1. An acquisition unit that acquires images of waste, An analysis unit analyzes the images acquired by the acquisition unit and identifies recyclable waste, A classification unit that classifies the recyclable waste identified by the analysis unit, The system includes a transmission unit that sends the waste classified by the classification unit to the recycling process. A system characterized by the following features.

2. The acquisition unit is, Use cameras and sensors to take images of waste. The system according to feature 1.

3. The aforementioned analysis unit, Identifying waste types using image recognition technology The system according to feature 1.

4. The aforementioned analysis unit, The characteristics of the waste are analyzed based on pre-trained data. The system according to feature 1.
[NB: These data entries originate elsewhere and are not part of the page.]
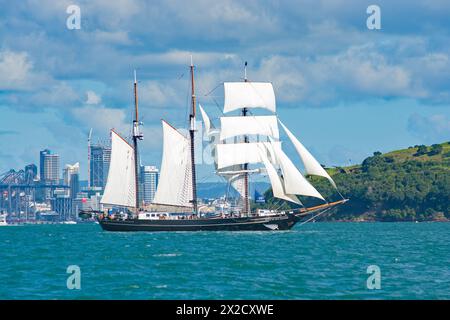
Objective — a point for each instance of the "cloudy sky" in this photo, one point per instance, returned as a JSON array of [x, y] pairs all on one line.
[[343, 89]]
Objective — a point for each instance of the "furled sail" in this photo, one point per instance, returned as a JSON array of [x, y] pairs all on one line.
[[120, 187], [249, 95], [251, 125], [294, 181], [276, 181], [175, 180], [312, 166], [240, 153]]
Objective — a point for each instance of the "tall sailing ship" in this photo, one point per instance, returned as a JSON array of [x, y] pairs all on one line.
[[243, 145]]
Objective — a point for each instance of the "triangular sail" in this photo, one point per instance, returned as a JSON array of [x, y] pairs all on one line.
[[175, 180], [120, 187], [312, 166], [249, 95], [240, 153], [275, 181], [250, 125], [294, 181]]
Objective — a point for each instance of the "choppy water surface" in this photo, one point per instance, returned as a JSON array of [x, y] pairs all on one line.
[[313, 261]]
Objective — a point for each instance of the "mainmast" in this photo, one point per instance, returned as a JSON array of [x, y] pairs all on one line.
[[246, 198], [192, 136], [136, 136]]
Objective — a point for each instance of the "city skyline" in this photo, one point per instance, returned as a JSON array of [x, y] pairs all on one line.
[[328, 69]]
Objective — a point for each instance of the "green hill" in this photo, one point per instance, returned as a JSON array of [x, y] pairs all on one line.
[[405, 185]]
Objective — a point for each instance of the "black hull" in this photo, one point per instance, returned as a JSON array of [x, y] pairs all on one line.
[[279, 222]]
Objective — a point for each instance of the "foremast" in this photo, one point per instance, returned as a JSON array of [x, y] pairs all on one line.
[[192, 140], [245, 167], [136, 136]]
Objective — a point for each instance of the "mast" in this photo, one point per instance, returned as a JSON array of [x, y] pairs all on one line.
[[246, 198], [192, 137], [89, 158], [136, 136]]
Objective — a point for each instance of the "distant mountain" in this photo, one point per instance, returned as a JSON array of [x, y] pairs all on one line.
[[412, 184], [218, 189]]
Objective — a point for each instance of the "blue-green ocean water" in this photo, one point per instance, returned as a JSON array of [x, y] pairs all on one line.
[[313, 261]]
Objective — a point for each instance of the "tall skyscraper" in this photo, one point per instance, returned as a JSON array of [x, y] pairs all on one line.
[[149, 181], [74, 185], [49, 167], [100, 158], [42, 155], [30, 173], [69, 172]]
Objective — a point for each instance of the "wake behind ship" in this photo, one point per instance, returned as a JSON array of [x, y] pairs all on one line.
[[244, 145]]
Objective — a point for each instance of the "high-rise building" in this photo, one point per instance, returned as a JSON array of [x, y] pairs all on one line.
[[71, 171], [74, 185], [148, 182], [42, 155], [49, 167], [100, 158], [30, 173]]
5. The aforementioned classification unit is Identify the waste and classify it into the appropriate category. The system according to feature 1.

6. The aforementioned transmitting unit Send the sorted waste to the appropriate recycling process. The system according to feature 1.

7. The acquisition unit is, The system estimates the user's emotions and adjusts the timing of waste image acquisition based on the estimated emotions. The system according to feature 1.

8. The acquisition unit is, The camera's resolution and shooting angle are automatically adjusted according to the type and quantity of waste. The system according to feature 1.

9. The acquisition unit is, The system also acquires environmental information such as the temperature and humidity of the waste. The system according to feature 1.

10. The acquisition unit is, The system estimates the user's emotions and adjusts the frequency of waste image acquisition based on the estimated emotions. The system according to feature 1.